When I was in middle school we read The Gift of the Magi by O. Henry. I'm sure it was right around Christmas. This was a charming short story so different from the Shakespeare and Poe that we had been working on. First and foremost it was funny, and secondly it was written for people like me. This was simple story, told well. it told about real people, struggling to make a living, and about love in a way that wasn't preachy. A couple years later I picked up my parent's illustrated copy of The Ransom of Red Chief and laughed along at the two bumbling kidnappers and their "boisterous" charge. (at the time Red Chief seemed cute. Now he seems more demon spawn) But these two short stories were refreshingly fun and wonderful stories.

But I never pushed on with O. Henry (actually named William Sydney Porter). I stopped with those up until now. Lately I've been bad about bringing a book to work. I just don't think about it in the mornings. So when I'm in the office for lunch I have nothing to read. And lately I haven't been writing. So I have been going to one of my favorite websites, Literature Network, for some light reading. This great site includes short stories and novels done by any author whose work is now public domain. And that I was happy to see included O. Henry.
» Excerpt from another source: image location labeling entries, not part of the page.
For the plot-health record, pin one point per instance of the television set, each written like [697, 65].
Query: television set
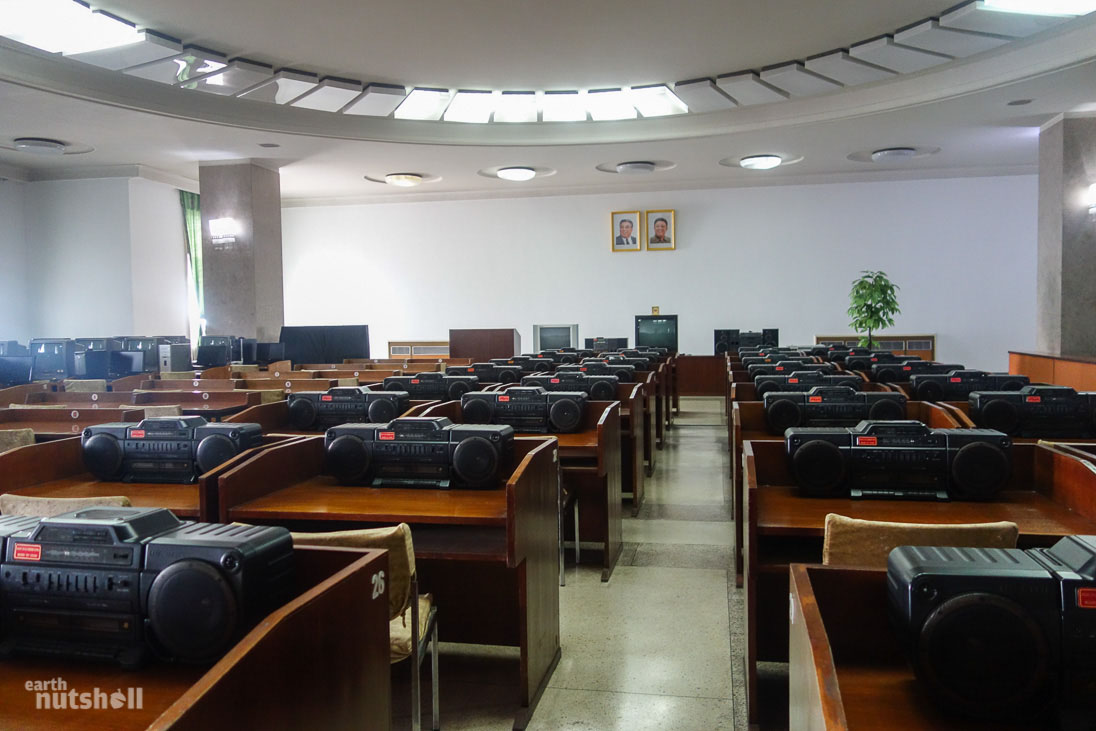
[328, 343]
[555, 337]
[657, 331]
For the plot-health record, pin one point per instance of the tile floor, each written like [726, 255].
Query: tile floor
[660, 646]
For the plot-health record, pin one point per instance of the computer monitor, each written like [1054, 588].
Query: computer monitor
[15, 369]
[657, 331]
[555, 337]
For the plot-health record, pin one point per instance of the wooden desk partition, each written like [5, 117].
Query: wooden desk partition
[847, 669]
[591, 466]
[490, 557]
[1049, 494]
[320, 661]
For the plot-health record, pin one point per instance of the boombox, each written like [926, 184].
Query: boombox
[345, 404]
[830, 406]
[783, 367]
[432, 385]
[863, 362]
[957, 385]
[1036, 411]
[121, 583]
[419, 452]
[163, 448]
[803, 380]
[1002, 634]
[902, 459]
[625, 374]
[598, 388]
[526, 409]
[488, 373]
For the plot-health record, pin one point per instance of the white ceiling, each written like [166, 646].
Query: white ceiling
[960, 107]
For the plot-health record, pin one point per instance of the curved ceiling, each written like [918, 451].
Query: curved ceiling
[523, 44]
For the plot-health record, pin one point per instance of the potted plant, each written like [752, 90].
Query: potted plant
[872, 305]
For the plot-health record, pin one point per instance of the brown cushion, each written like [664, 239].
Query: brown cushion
[396, 539]
[48, 506]
[856, 543]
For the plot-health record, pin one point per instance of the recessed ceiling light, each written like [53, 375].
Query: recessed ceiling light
[636, 168]
[516, 174]
[403, 179]
[40, 145]
[761, 161]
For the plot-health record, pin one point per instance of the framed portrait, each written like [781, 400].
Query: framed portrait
[660, 230]
[626, 232]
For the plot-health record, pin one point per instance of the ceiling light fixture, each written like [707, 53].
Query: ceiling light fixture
[403, 179]
[40, 146]
[761, 161]
[1041, 7]
[516, 174]
[894, 155]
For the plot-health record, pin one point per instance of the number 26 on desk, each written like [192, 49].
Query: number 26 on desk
[378, 584]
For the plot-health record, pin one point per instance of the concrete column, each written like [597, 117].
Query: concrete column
[242, 271]
[1066, 262]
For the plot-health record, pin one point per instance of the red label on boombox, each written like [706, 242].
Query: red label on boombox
[26, 552]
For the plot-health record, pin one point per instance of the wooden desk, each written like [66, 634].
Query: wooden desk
[591, 467]
[55, 469]
[1049, 495]
[846, 666]
[60, 423]
[320, 661]
[748, 423]
[490, 557]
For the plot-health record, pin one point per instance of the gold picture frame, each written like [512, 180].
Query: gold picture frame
[626, 238]
[664, 240]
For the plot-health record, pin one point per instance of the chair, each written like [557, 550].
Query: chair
[855, 543]
[11, 504]
[402, 594]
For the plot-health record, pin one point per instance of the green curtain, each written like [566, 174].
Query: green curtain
[192, 219]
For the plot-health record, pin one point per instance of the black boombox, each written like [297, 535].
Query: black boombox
[1002, 634]
[344, 404]
[118, 584]
[903, 369]
[432, 385]
[526, 409]
[427, 452]
[805, 380]
[783, 367]
[163, 448]
[1051, 411]
[830, 406]
[488, 373]
[957, 385]
[598, 388]
[902, 459]
[625, 374]
[865, 361]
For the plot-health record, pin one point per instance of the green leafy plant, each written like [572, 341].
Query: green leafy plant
[872, 305]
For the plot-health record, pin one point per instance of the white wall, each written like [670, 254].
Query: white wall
[962, 251]
[158, 259]
[13, 294]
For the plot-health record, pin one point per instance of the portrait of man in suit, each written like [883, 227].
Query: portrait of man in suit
[626, 238]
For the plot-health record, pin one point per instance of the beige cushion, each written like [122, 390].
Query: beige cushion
[48, 506]
[852, 541]
[84, 386]
[10, 438]
[399, 629]
[396, 540]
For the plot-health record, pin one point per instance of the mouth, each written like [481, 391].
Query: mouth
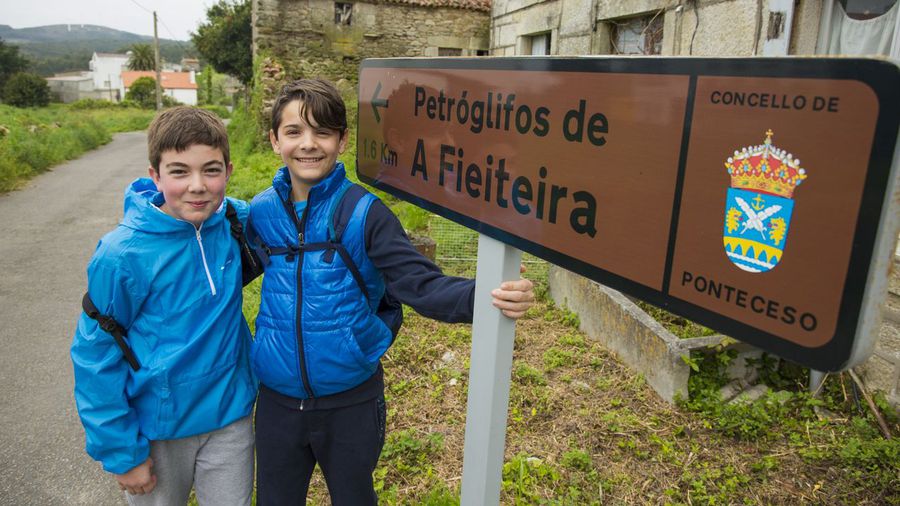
[310, 159]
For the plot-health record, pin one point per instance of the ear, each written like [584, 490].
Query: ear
[345, 136]
[274, 141]
[154, 175]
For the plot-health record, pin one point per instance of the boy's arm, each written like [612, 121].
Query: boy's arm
[110, 423]
[416, 281]
[410, 277]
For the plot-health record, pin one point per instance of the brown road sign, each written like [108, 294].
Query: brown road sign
[746, 194]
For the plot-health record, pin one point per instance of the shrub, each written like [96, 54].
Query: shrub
[26, 90]
[93, 103]
[219, 110]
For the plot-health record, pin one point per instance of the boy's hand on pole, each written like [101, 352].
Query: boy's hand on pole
[514, 298]
[138, 481]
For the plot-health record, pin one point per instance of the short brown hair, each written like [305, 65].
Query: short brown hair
[321, 101]
[181, 127]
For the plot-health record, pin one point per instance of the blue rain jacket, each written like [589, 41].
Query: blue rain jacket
[316, 333]
[177, 289]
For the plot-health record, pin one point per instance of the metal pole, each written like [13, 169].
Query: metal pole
[815, 380]
[489, 376]
[156, 65]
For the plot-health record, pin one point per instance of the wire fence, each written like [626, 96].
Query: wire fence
[457, 250]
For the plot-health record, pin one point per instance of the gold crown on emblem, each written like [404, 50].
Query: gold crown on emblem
[765, 168]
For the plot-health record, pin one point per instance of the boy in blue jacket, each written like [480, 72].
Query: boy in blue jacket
[176, 413]
[338, 258]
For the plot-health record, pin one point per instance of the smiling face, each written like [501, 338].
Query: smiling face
[308, 150]
[192, 182]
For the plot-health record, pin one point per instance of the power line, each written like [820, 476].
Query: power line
[141, 6]
[159, 18]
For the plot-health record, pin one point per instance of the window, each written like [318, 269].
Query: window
[866, 9]
[540, 44]
[342, 13]
[640, 35]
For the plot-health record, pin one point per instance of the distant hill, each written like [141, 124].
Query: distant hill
[62, 48]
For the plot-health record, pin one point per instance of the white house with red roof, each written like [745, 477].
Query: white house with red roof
[182, 86]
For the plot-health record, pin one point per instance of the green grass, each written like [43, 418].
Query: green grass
[33, 140]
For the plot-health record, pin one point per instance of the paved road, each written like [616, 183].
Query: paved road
[47, 233]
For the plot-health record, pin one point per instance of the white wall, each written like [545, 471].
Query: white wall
[107, 71]
[186, 97]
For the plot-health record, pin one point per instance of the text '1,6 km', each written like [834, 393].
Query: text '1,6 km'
[750, 195]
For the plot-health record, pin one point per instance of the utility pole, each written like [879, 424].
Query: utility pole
[158, 78]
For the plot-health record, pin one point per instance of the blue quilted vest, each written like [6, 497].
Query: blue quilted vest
[317, 333]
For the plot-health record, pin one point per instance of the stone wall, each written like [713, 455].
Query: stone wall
[302, 34]
[581, 27]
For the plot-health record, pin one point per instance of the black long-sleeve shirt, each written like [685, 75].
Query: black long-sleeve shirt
[412, 278]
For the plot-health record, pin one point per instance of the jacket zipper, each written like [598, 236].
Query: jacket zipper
[212, 286]
[299, 224]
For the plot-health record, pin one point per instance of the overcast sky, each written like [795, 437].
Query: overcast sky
[177, 17]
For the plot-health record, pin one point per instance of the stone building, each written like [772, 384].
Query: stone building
[690, 27]
[329, 38]
[716, 28]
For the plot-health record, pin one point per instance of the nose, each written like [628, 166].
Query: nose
[307, 141]
[197, 184]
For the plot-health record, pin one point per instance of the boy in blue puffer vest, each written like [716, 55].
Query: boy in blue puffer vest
[170, 407]
[338, 262]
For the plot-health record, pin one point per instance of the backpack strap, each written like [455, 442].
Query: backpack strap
[251, 266]
[111, 326]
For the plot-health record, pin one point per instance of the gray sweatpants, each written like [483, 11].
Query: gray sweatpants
[218, 464]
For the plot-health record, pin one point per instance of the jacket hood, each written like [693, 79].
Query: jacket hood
[323, 189]
[143, 211]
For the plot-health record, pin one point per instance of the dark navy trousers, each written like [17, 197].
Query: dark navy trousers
[291, 439]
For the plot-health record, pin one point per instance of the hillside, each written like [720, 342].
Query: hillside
[60, 48]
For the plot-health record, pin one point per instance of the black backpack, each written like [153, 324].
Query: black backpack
[389, 310]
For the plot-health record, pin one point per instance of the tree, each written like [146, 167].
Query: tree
[23, 89]
[10, 61]
[142, 57]
[225, 40]
[143, 92]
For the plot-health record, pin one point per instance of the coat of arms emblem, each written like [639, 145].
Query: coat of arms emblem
[759, 205]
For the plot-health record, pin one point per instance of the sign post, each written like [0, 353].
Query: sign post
[755, 196]
[489, 376]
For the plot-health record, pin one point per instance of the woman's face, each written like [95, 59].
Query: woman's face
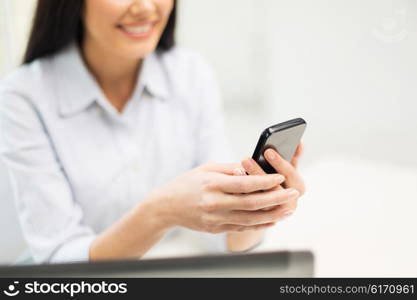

I thought I had read the best of his stuff but I was very wrong. All of his short stories are wonderful. They all have the same charm and humor that his most famous two have. I have been treated to Cupid Ala Carte, The Third Ingredient, To Him Who Waits, The Princess and the Puma, among others. Most of his stories have a fun twist at the end that the reader can't see coming. And all of them are so well written. Now O. Henry was a southerner, writing right after the Civil War, so some of his ideas are dated. But the themes of his stories are all about regular people, living regular lives. They are rich with love stories and bank robberies and cowhands and city life. These, along with PG Wodehouse, are some of my favorite stories recently. For a quick read, there is simply nothing better.